McDONOUGH — Most who have visited the Dickson House in McDonough know of its history as one of the oldest and most beautiful homes in Henry County.
Some who have taken advantage of a paranormal tour that includes the house located on Jonesboro Road — just minutes away from the McDonough square — can retell the stories of several tragedies that occurred at the home during its first few years of existence. The home, built by James Buchanan Dickson, who served as mayor of McDonough in the late 19th century, is one of 13 stops made by Southern Ghost Tours, which hosts the haunted walking tour, haunted pub crawl and a private tour in the downtown area.
Other stops include visits to the Welcome Center, the Globe Hotel, the Courthouse, the Polk Museum, planters walk, Clay Plaza, Gritz Cafe, Macon Street Tacos, Auroras Mercantile, Axe Studio, Kirby G, Cigar Bank, Seasons Bistro, Southern Roots Tavern and the square.
With a seasonal change and festive scene filling the downtown square, the Southern Ghost Tour crew offered guests a Christmas tour inspired by the jolly holiday. The Ghost of Christmas tour, which was held on Dec. 16 and 17 this year, is offered as an annual mid-December thrill.
The Ghost of Christmas tour tell the tales of Christmases past for each of the 13 stops on the original haunted walking tour. But what made the tours significantly special was the warm hot chocolate and Christmas treats offered as visitors took in the array of lights in the downtown square — a staple that Tara Nestich, co-owner of Southern Ghost Tours, felt tied the experience into a neat bow.
“There are a few buildings like Clay Plaza and Dickson House that have relatives that are still living in the area,” Nestich said Monday. “One thing that they did (in the past) was take in people from off the streets and gave them free hotel for the season. So it was less haunting and more Christmas spirit.”
The tour is one that brought in-depth research into the historic buildings on the square.
“It’s a lot of research that I actually find fascinating,” Nestich said.

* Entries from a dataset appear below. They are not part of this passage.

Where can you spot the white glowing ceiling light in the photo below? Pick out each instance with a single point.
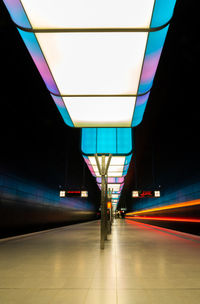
(115, 169)
(90, 52)
(105, 110)
(94, 63)
(88, 13)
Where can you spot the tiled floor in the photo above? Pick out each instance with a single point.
(140, 265)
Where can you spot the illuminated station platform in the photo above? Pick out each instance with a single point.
(141, 264)
(98, 61)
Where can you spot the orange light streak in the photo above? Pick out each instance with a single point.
(173, 219)
(172, 206)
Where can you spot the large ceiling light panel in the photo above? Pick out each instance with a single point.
(98, 59)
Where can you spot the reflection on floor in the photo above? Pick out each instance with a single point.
(140, 265)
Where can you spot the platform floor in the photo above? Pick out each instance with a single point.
(140, 265)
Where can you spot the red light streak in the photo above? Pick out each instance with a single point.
(172, 206)
(173, 219)
(73, 191)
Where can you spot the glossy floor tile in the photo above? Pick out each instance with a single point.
(141, 264)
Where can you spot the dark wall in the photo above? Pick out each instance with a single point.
(26, 207)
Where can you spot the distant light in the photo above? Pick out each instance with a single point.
(157, 193)
(135, 193)
(62, 193)
(109, 205)
(84, 193)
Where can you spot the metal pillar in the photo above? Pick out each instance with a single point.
(103, 169)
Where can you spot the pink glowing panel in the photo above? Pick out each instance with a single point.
(17, 13)
(63, 110)
(39, 60)
(152, 55)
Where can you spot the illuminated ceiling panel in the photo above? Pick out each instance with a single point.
(100, 111)
(94, 63)
(89, 52)
(88, 13)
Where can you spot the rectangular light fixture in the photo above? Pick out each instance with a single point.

“From the courthouse being built in the square and later finding out that people on the West Side used those bricks from the old courthouse to build their homes — it was just an education of the history of the square and how the founding family of McDonough celebrated the holidays,” she added.
“We wanted people to go away with interesting facts of things they never knew even if they had been living in the area for some 30 plus years.”